The Huffington Post gave up on charging for its tablet magazine after just five issues. News Corp.’s The Daily got only 100,000 subscribers, despite heavy promotional support from Apple and an A-list staff of journalists.
Yet Baba Shetty, who’s taking Newsweek into the great unknown by killing its print edition, is nonetheless banking on the brand getting “several hundreds of thousands” of subscribers to its planned digital edition next year.
Newsweek only has 44,000 digital subscribers for its tablet edition today, compared to a print circulation of 1.5 million. And other digital-only publications have had a hard time attracting enough readers to get advertisers to come aboard.
“No one is waiting for another online news option,” said Audrey Siegel, president of TargetCast tcm.
Shetty, the new CEO of Newsweek Daily Beast Co., acknowledged that advertising wouldn’t be a huge part of the business for the first year.
“This is not a thing that, at least in year one, is overly dependent on advertising,” he said in an interview. “Longer term, we’ll have an interesting proposition. Let’s take an iconic brand that’s not an upstart. You take that meaning and port it over to a form factor that’s unencumbered by the print legacy. It’s really interesting to think about what we can do.”

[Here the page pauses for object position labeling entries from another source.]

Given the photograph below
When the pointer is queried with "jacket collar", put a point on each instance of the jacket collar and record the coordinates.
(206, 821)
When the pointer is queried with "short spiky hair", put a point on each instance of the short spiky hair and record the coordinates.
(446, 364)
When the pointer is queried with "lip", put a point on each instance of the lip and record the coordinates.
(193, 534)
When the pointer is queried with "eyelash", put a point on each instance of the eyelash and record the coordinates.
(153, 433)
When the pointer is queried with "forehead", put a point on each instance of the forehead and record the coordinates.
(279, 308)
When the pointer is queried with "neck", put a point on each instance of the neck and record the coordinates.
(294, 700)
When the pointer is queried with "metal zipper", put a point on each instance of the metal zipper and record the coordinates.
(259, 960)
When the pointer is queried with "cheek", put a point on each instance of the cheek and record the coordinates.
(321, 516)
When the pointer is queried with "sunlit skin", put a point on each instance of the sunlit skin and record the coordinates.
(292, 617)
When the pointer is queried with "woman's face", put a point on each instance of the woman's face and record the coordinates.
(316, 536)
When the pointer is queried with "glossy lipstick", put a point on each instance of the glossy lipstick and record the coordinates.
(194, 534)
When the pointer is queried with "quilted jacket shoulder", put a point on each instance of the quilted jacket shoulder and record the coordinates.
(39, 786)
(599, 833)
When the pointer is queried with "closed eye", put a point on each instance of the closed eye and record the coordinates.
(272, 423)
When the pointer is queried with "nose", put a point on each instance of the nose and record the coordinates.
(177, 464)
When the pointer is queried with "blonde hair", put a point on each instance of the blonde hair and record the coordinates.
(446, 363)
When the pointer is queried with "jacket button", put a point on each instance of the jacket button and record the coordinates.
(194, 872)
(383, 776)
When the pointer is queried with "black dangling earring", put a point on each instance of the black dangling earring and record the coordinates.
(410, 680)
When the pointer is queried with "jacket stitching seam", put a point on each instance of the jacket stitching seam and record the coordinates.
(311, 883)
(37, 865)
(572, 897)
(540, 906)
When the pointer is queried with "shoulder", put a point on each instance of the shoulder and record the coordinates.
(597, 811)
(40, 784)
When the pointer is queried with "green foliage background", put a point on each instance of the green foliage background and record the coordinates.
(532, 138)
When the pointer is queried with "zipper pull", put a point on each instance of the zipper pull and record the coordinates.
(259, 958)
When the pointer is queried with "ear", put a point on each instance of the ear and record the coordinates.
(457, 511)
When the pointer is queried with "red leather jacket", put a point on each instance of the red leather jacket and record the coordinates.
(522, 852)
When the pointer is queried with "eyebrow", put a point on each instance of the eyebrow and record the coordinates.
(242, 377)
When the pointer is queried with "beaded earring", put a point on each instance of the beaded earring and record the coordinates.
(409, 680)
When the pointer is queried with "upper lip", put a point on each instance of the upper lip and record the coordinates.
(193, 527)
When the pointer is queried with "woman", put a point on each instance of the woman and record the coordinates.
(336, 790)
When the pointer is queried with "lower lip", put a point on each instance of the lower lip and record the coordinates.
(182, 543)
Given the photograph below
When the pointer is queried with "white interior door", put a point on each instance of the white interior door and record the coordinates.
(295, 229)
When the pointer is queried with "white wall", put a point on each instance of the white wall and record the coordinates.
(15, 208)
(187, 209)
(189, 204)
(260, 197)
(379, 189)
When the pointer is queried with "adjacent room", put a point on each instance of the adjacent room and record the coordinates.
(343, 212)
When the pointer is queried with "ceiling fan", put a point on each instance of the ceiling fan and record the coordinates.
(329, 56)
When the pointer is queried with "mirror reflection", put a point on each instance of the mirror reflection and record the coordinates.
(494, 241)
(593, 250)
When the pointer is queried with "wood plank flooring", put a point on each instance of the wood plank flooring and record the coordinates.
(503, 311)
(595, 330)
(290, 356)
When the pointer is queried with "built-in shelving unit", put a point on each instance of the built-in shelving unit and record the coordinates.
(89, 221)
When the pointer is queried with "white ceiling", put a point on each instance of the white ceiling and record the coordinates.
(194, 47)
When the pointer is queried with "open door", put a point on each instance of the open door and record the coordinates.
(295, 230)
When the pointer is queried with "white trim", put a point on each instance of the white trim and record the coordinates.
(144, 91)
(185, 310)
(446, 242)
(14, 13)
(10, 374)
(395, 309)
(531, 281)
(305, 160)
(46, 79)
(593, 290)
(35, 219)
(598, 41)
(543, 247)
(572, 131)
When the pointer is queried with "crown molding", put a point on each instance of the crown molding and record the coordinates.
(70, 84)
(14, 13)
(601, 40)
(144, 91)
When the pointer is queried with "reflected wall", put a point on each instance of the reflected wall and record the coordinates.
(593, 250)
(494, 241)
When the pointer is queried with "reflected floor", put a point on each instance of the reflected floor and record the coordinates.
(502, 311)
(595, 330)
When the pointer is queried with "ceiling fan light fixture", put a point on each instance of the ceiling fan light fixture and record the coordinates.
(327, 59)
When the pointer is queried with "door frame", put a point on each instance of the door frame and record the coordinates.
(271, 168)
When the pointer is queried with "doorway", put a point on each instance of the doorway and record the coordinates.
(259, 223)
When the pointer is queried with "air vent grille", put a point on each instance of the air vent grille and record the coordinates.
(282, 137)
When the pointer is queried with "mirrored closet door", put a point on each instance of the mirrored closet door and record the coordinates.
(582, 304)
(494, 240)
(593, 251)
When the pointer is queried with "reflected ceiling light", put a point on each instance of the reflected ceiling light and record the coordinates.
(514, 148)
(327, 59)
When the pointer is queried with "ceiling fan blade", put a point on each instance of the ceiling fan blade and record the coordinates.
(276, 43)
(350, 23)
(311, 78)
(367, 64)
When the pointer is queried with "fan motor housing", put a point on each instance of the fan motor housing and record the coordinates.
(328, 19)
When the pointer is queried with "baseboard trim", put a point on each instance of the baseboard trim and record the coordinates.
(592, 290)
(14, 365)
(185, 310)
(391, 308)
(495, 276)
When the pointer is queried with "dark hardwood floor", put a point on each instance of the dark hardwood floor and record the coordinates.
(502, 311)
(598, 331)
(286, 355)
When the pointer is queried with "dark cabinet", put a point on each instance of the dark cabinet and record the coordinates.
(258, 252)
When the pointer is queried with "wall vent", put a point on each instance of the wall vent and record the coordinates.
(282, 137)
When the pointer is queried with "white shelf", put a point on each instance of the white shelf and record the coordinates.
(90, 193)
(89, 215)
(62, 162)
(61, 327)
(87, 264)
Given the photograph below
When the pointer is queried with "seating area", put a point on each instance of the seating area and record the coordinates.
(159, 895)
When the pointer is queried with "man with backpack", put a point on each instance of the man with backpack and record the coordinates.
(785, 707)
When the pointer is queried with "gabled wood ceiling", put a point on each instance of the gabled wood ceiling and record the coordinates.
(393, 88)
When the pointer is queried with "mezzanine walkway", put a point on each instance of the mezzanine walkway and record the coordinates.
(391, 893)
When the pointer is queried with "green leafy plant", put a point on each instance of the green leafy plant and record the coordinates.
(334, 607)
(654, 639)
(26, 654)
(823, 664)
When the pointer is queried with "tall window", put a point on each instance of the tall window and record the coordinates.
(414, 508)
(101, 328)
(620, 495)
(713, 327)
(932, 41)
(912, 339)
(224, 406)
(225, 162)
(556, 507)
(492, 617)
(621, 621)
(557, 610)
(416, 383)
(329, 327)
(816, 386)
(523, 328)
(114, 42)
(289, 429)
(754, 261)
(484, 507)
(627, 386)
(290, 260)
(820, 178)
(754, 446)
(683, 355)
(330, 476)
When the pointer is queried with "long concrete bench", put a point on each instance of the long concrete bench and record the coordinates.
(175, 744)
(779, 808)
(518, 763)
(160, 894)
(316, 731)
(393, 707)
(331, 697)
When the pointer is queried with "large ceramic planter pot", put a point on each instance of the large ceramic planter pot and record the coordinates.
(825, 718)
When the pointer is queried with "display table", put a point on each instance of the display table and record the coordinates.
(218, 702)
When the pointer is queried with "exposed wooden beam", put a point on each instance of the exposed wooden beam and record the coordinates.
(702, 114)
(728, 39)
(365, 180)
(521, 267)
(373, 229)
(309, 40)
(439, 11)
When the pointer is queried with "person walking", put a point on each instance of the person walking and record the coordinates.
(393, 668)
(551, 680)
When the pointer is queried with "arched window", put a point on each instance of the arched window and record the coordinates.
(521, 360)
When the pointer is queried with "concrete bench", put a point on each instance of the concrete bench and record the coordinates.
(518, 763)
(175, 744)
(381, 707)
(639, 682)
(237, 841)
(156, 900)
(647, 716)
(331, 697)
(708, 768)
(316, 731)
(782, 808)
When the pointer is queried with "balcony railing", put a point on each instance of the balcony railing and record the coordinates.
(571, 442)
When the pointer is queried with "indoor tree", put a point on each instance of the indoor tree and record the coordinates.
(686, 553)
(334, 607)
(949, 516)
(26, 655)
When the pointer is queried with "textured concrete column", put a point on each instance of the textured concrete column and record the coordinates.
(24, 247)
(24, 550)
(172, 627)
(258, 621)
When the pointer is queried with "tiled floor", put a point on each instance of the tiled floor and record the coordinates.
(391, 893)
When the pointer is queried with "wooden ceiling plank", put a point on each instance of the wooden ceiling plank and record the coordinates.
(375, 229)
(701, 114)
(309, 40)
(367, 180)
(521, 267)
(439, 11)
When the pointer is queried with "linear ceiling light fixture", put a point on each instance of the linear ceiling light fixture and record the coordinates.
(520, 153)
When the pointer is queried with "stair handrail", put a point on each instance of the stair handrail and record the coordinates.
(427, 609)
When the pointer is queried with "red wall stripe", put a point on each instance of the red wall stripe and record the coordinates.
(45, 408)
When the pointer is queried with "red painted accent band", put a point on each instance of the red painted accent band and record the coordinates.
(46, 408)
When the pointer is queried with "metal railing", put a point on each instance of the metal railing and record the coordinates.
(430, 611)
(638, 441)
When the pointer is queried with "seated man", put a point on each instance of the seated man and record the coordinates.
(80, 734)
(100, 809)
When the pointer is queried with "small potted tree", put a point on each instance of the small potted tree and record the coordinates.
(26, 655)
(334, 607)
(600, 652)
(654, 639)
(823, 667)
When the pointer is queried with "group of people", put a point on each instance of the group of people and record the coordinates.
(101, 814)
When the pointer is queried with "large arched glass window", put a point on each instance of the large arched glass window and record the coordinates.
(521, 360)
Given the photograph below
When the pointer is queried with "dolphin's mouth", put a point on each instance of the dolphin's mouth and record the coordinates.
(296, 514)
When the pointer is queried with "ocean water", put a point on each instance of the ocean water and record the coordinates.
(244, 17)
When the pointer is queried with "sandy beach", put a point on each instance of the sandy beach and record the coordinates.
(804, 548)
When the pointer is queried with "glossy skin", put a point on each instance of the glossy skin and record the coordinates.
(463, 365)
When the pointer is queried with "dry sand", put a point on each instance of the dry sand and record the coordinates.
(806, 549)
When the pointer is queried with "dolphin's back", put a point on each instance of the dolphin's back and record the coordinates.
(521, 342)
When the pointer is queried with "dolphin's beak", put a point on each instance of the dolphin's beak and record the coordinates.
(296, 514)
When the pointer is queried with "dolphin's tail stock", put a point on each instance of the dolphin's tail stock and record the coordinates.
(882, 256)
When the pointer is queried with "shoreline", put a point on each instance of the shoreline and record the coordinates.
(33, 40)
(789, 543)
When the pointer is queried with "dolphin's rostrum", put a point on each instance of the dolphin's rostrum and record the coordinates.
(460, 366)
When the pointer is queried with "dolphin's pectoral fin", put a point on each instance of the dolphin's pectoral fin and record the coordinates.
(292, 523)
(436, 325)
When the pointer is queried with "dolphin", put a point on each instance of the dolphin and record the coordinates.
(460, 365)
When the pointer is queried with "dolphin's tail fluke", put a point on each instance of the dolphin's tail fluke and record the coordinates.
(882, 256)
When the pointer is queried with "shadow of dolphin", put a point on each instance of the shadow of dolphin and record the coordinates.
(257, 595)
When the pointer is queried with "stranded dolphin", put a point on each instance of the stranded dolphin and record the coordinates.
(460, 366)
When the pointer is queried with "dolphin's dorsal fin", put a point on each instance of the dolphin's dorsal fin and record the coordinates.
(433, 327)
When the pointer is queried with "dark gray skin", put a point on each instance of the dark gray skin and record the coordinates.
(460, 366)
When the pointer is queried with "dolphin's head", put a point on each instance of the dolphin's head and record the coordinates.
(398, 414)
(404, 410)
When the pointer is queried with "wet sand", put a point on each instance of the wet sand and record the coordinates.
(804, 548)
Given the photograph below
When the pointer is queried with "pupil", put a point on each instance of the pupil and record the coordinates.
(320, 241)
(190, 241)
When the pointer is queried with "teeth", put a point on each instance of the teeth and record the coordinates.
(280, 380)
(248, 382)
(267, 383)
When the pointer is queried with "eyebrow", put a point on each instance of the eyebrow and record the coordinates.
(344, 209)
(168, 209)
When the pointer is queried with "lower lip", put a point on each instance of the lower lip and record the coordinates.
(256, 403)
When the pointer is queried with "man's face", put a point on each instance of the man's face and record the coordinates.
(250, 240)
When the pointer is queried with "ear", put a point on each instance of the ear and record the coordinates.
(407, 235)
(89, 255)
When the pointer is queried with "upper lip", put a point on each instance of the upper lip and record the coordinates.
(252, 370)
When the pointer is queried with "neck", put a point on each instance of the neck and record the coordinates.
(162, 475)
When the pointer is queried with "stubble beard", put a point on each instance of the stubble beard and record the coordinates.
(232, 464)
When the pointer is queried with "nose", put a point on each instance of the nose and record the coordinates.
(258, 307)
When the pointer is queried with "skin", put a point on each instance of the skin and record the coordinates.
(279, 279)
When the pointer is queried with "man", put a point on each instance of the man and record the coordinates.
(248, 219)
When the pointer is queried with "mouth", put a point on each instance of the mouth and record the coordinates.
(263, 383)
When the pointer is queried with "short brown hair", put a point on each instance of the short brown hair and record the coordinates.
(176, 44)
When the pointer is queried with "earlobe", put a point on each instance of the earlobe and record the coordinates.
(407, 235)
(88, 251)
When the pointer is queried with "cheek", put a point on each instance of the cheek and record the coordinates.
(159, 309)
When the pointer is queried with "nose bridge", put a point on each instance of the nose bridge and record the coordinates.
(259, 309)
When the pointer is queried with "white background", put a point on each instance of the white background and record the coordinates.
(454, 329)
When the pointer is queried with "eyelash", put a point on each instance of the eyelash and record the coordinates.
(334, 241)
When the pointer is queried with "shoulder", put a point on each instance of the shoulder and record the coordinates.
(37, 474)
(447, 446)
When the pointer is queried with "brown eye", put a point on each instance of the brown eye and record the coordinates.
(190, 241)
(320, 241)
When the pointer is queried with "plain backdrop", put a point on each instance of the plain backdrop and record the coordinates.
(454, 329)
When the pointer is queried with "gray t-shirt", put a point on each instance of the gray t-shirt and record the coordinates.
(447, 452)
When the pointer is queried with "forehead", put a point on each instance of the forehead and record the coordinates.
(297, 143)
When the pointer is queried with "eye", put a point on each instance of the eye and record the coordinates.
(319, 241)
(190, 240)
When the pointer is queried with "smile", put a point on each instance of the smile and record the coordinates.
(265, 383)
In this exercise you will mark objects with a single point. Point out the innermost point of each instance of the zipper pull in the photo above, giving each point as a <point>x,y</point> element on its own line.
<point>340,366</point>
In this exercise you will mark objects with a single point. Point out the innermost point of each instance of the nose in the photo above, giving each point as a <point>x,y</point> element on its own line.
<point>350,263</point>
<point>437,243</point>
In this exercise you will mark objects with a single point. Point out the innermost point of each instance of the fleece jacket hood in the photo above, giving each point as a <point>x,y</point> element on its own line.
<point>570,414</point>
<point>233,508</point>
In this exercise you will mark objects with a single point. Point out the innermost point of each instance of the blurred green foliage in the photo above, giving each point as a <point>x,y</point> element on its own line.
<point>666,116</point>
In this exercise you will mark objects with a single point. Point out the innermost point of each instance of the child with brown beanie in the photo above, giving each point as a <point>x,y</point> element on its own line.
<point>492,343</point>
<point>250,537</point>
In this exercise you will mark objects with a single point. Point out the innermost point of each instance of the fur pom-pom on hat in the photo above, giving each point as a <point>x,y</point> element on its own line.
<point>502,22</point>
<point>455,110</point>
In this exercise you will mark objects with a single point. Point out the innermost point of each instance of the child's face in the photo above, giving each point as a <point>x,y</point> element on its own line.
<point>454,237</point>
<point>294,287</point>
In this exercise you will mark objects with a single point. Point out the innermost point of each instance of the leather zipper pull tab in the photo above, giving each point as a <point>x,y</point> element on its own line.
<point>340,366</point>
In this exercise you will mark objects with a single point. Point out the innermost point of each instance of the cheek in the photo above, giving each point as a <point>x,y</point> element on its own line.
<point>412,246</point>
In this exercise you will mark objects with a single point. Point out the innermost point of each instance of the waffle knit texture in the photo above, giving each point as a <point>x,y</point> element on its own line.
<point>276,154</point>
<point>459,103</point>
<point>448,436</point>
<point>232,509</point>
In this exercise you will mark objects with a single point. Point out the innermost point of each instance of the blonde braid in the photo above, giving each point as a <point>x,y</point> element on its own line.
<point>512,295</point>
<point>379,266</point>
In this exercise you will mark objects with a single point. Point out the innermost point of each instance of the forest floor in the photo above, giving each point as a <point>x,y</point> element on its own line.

As an iconic news brand that’s going digital-only, Newsweek may be a first, so look for there to be plenty of tweaking. Since Brown killed off Newsweek.com, Newsweek’s digital content has existed as a channel on The Daily Beast. Now Shetty and Tina Brown with her team must figure out how to give away enough content to lure subscribers and keep writers interested in writing for a sliver of an audience without undermining its pay model.
Shetty said there are discussions about making the cover story freely available, but how much other content to give away is still undecided. Then there’s the question of whether the product itself should continue in the same format as the print edition, balancing the need to adapt to mobile readers’ demands with the need to keep it in a familiar form.
“There are going to be lots of pivots as we move through this," he said. "The great news is, we don’t have to slavishly adhere to the print format. But there’s wisdom in making it recognizable."
Newsweek still has some value in print, if not domestically, then overseas: It publishes five international editions, including Japan, Korea and Poland, and those will continue to publish. Shetty said he didn’t think killing off the U.S. print edition would affect those operations, and that Newsweek was in talks to do more global editions.
“I’m not sure to which extent the Japanese edition will care about what’s happening in the United States,” he said. “Print is in a very different arc in different parts of the world.”